= Tonga Development Bank =

Tonga Development Bank (TDB) is a development finance institution that promotes Tonga's economic and social advancement through a variety of banking services.

==Products and Microlending==
Tonga Development Bank supplies loans, savings, cross border cash remittances (Ave Pa'anga Pau), domestic money transfer, promissory notes, and business advising. TDB also is the longest running provider of microloans in Tonga. For 16 years, the New Zealand Government has funded the Tonga Development Bank with approximately TOP$300,000. Lending targets 2 major groups; the disadvantaged borrowers and product diversification borrowers within the productive sectors; Agriculture, Industry & Business, Fishing and Women Development Groups.

Tonga Development Bank’s Micro Lending Product and facilities are aimed at advancing the development of key economic sectors in the country, especially small-scale farming and handicraft-making that involves women and youth groups. This product aims to promote small business initiatives and savings at villages especially people who have skills but have less or no collateral at all to pledge as loan security.

==History==
TDB and was established on September 1, 1977 under TDB Act 1977 and was incorporated under the Companies Act at the time.

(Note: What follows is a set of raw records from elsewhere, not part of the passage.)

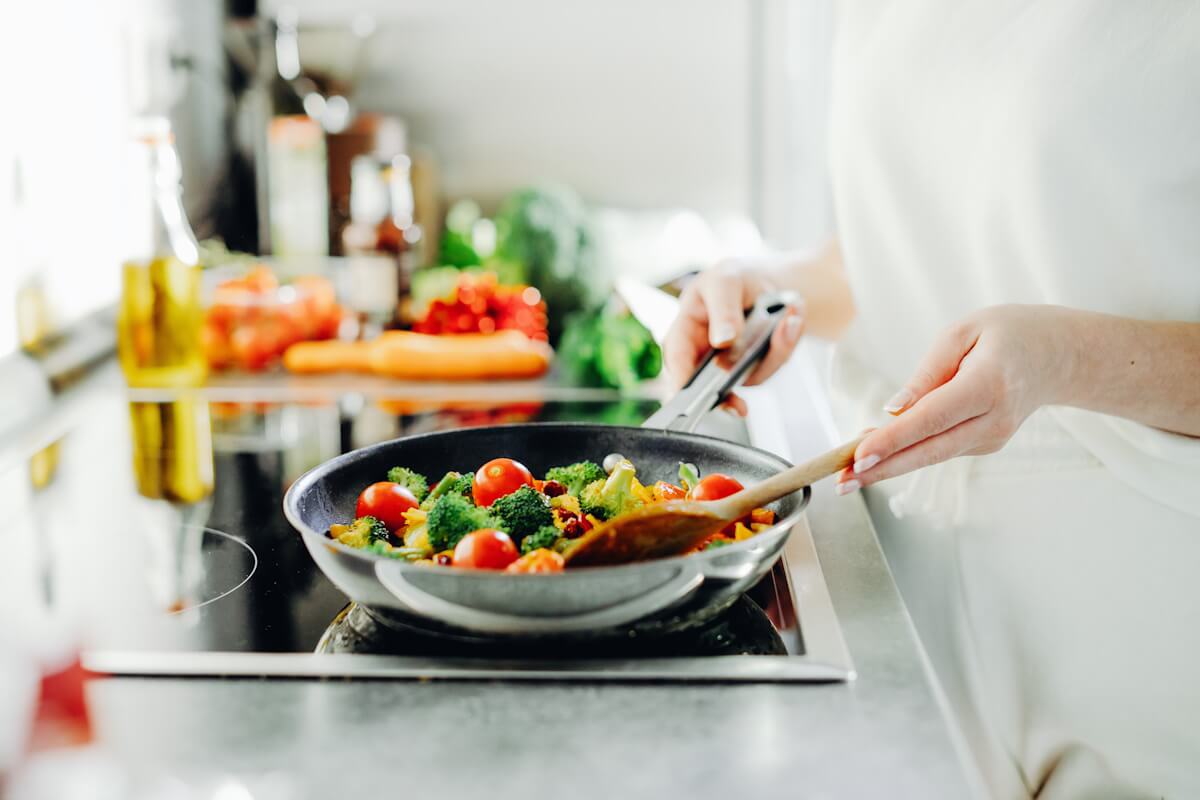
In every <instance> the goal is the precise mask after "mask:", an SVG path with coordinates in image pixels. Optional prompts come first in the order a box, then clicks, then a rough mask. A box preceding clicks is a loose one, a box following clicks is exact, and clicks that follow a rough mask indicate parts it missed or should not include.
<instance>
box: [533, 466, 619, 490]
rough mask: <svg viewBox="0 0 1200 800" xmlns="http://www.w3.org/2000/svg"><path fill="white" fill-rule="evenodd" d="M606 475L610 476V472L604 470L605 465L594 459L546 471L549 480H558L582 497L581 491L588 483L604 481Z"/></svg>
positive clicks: (570, 489) (567, 489)
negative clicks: (595, 462)
mask: <svg viewBox="0 0 1200 800" xmlns="http://www.w3.org/2000/svg"><path fill="white" fill-rule="evenodd" d="M606 477H608V474H607V473H605V471H604V467H601V465H600V464H598V463H595V462H594V461H581V462H580V463H577V464H571V465H570V467H556V468H553V469H551V470H547V471H546V480H547V481H558V482H559V483H562V485H563V486H565V487H566V493H568V494H574V495H575V497H580V492H582V491H583V487H584V486H587V485H588V483H592V482H593V481H602V480H604V479H606Z"/></svg>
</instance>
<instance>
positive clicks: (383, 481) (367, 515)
mask: <svg viewBox="0 0 1200 800" xmlns="http://www.w3.org/2000/svg"><path fill="white" fill-rule="evenodd" d="M418 505H419V504H418V503H416V498H415V497H413V493H412V492H409V491H408V489H406V488H404V487H403V486H401V485H400V483H391V482H390V481H379V482H378V483H372V485H371V486H368V487H367V488H365V489H362V494H360V495H359V504H358V506H356V507H355V510H354V516H356V517H374V518H376V519H378V521H379V522H382V523H383V524H385V525H388V530H390V531H396V530H400V529H401V528H403V527H404V512H406V511H409V510H412V509H415V507H418Z"/></svg>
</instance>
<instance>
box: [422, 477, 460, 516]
mask: <svg viewBox="0 0 1200 800" xmlns="http://www.w3.org/2000/svg"><path fill="white" fill-rule="evenodd" d="M461 477H462V475H460V474H458V473H454V471H450V473H446V474H445V475H444V476H443V477H442V480H440V481H438V482H437V483H436V485H434V486H433V488H432V489H430V493H428V494H427V495H425V499H424V500H421V507H422V509H425V510H426V511H428V510H430V509H432V507H433V504H434V503H437V501H438V498H440V497H442V495H443V494H445V493H446V492H449V491H450V489H451V488H452V487H454V485H455V483H457V482H458V479H461Z"/></svg>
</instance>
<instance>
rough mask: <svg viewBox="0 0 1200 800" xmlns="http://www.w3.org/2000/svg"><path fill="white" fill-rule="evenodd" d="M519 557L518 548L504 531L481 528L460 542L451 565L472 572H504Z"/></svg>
mask: <svg viewBox="0 0 1200 800" xmlns="http://www.w3.org/2000/svg"><path fill="white" fill-rule="evenodd" d="M518 555H520V553H517V546H516V545H514V543H512V540H511V539H509V535H508V534H505V533H504V531H503V530H496V529H493V528H481V529H479V530H476V531H473V533H469V534H467V535H466V536H463V537H462V539H461V540H460V541H458V545H457V546H455V548H454V559H452V560H451V564H452V565H454V566H462V567H467V569H470V570H503V569H504V567H506V566H508V565H510V564H512V563H514V561H516V560H517V557H518Z"/></svg>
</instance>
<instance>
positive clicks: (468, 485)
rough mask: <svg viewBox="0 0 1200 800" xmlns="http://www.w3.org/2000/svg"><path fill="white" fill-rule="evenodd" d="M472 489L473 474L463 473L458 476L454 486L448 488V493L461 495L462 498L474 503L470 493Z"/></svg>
mask: <svg viewBox="0 0 1200 800" xmlns="http://www.w3.org/2000/svg"><path fill="white" fill-rule="evenodd" d="M474 487H475V475H474V473H463V474H462V475H460V476H458V480H457V481H455V482H454V486H452V487H451V488H450V491H451V492H455V493H457V494H461V495H462V497H464V498H467V499H468V500H470V501H472V503H474V501H475V500H474V499H473V493H472V489H473V488H474Z"/></svg>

TDB was registered again in 2001 under the Companies Act 1995.

==Awards==
The Association of Development Financing Institutions in Asia and the Pacific (ADFIAP) announced Tonga Development Bank as the winner of its two (2) projects under the Category 8: Development Finance-led Poverty Alleviation in May 2010. Tonga Development Bank entered two projects: “New Zealand Borrowers’ Diversification Fund (NZBDF)” and “Micro Lending Product” and they were equally named as winning projects.

This ADFIAP Award 2010 given to Tonga Development Bank recognizes its efforts in successfully advancing economic and social development through innovative financing schemes that benefit poor and disadvantaged groups in the country.

==Networks==
TDB is a member of the Association of Development Finance Institution in the Pacific (ADFIP), the Association of Development Finance Institution in Asia and the Pacific (ADFIAP), the Association of Banks in Tonga (ABT) and the Microfinance Pasifika Network.